Weakest quarter since late last year as fears over global economic slowdown overshadow attack on Saudi Arabia’s key energy facilities

Oil slides on demand worries

Oil recorded its weakest quarter since late last year as fears over a global economic slowdown overshadowed an unprecedented attack on Saudi Arabia’s key energy facilities.

Brent futures slumped 8.7% since the end of June after a brief spike earlier this month due to drone strikes on the Abqaiq processing facility and Khurais oil field. Despite some skepticism from the market, Saudi Aramco has already returned to producing more than 9.9 million barrels a day of crude, and this quicker than expected timeline coupled with the subsequent sell off in prices has underscored investors’ focus on weakening oil demand from slower economic growth and the U.S.-China trade war.

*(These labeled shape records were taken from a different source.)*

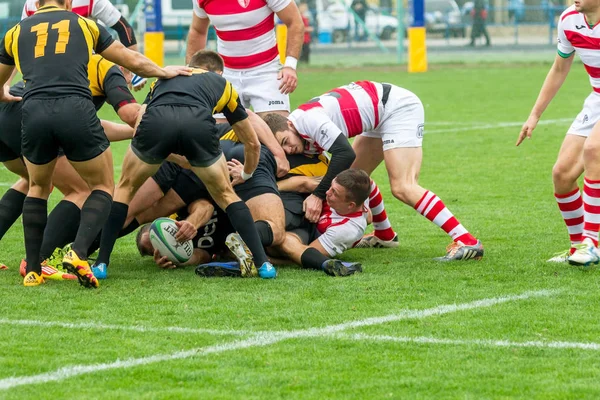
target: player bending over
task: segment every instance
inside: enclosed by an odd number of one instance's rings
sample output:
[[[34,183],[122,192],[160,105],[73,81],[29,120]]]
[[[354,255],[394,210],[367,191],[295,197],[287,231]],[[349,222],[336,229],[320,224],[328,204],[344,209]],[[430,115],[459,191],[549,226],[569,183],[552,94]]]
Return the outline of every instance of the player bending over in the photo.
[[[423,157],[424,111],[419,98],[388,83],[352,82],[316,97],[286,119],[265,121],[287,154],[331,153],[327,174],[304,202],[316,222],[333,178],[350,167],[371,174],[385,162],[392,194],[442,228],[453,240],[440,261],[480,259],[483,246],[434,193],[417,183]],[[348,138],[354,137],[350,146]],[[379,241],[370,241],[371,247]]]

“Oil supply remains quite adequate and the U.S. has a lot of oil,” said Phil Streible, senior market strategist at R.J. O’Brien & Associates. “The economic picture might be weakening a bit, so demand is softening with that.”

Political tensions have abated somewhat since the September 14 strike on Saudi Arabia as the parties involved take a cautious approach. The kingdom’s Crown Prince Mohammed Bin Salman warned that war between his country and Iran would bring a “total collapse of the global economy” and should be avoided. He added he prefers non-military pressure to stymie Iranian ambitions. The U.S. and Saudi Arabia have blamed Iran for the attacks, though the Persian Gulf nation denies it.

Meanwhile, Saudi Arabia has agreed to a limited cease-fire in several areas of Yemen including the capital Sana’a, which is controlled by Iran-backed Houthi rebels, a Yemeni government official said last week, further easing tensions in the region.

Brent for November settlement, which expired Monday, fell $1.13 to $60.78 a barrel on the London-based ICE Futures Europe Exchange. Prices are up 0.6% this month. The more-active December contract was down $1.79 to $59.25. The global benchmark crude traded at a premium of $6.71 to West Texas Intermediate.

WTI for November delivery lost $1.84 to settle at $54.07 a barrel on the New York Mercantile Exchange. Prices slipped 1.9% this month, and down 7.5% for the quarter.

The oil market has also been driven by the prolonged clash between Washington and Beijing over trade, and the knock-on effects on economic growth. The world’s two largest economies will head into another round of high-level trade talks following China’s week-long national holidays starting October 1.

Investors are also looking ahead to weekly inventory data tomorrow, which could help bolster the lagging prices.

“We are looking for a turnaround Tuesday,” said Phil Flynn, senior market analyst at Price Futures Group, citing expectations for a bullish crude inventory draw. “But the report that Saudi Arabia is back at full capacity is kind of the negative hangover today.”